LevelDB的SkipList实现

Leveldb中的SkipList具体实现在db/skiplist.h中。

私有域：

struct Node 用来存储数据，和上面Java实现的不同，Node中key的值既包含了需要查询的key，也包含具体的Value，这个和数据存储格式相关系
enum { kMaxHeight = 12 }; 允许最大的层数是12层
compare_ 用来做key值比较的比较器
arena_ 为每个Node 分配内存
head_ 头结点指针
std::atomic max_height_; 原子递增的最大层数
一个上文提到的随机数生成的对象

explicit关键字一般用来修饰类的构造函数，作用是告诉编译器按照实际的类型来构造函数，不允许做隐式转换。

公有域：

一个不允许隐式转换的构造器
void Insert(const Key& key); // 插入方法
bool Contains(const Key& key) const; 判断是否存在
Iterator 一个迭代器实现，迭代器中包含了多种查询方式，包括查找当前的key等方法（后文详细介绍）。其中也包含了私有域，指向当前的SkipList和一个用来遍历的Node。

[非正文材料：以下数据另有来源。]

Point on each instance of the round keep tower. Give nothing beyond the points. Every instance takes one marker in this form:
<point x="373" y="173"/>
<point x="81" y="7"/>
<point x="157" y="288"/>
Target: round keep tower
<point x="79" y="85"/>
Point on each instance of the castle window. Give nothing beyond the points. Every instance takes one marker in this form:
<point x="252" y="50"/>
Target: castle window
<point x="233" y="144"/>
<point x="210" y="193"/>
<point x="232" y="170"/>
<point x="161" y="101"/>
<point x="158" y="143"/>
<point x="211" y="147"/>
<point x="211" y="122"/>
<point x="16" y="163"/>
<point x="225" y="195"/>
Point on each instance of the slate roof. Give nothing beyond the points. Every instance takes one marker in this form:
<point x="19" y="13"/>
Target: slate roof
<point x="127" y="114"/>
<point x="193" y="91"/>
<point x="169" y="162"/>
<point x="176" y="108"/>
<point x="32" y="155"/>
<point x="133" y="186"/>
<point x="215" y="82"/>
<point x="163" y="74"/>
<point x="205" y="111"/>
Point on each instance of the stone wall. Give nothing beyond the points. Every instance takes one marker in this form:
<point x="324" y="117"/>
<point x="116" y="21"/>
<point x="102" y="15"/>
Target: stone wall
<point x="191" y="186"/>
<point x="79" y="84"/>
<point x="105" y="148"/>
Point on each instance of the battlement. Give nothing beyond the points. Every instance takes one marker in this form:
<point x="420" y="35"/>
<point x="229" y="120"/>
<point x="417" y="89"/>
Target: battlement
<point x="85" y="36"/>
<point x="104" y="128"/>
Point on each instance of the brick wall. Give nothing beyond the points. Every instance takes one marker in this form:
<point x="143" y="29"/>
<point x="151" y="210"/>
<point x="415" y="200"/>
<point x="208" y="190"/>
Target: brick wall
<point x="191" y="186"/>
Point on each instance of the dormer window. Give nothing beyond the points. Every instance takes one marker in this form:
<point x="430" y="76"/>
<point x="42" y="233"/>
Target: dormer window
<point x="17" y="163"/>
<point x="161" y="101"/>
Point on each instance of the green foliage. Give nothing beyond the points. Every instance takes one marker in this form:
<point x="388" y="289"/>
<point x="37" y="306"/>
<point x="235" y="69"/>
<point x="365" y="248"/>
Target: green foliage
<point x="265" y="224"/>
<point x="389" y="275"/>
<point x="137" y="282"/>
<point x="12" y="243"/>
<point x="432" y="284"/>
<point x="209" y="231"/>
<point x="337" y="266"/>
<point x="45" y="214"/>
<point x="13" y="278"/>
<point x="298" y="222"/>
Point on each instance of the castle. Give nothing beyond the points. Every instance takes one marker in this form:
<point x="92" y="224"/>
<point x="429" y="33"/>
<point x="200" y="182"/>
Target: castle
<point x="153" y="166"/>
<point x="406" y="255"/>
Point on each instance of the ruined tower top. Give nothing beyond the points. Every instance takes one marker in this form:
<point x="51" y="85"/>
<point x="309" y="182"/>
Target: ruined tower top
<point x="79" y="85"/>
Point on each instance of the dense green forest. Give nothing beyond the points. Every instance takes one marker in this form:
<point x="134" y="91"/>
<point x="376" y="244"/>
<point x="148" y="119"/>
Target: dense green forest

Node结构体包含了一个Key，这个就是前面提到的template <typename Key, class Comparator>中的这个Key，还包含了一个数组

std::atomic<Node*> next_[1];

这个是一种柔性的数组。也就是大小是可变的，next数组是一个指针数组，也就是上文中java代码中的IndexNode，本身不存储key Value，而是作为索引存储。他存储的数据是一个包含了Key值的Node的指针，当前Node有多少层，他的数组就是多大。也就是记录了每一层的数据。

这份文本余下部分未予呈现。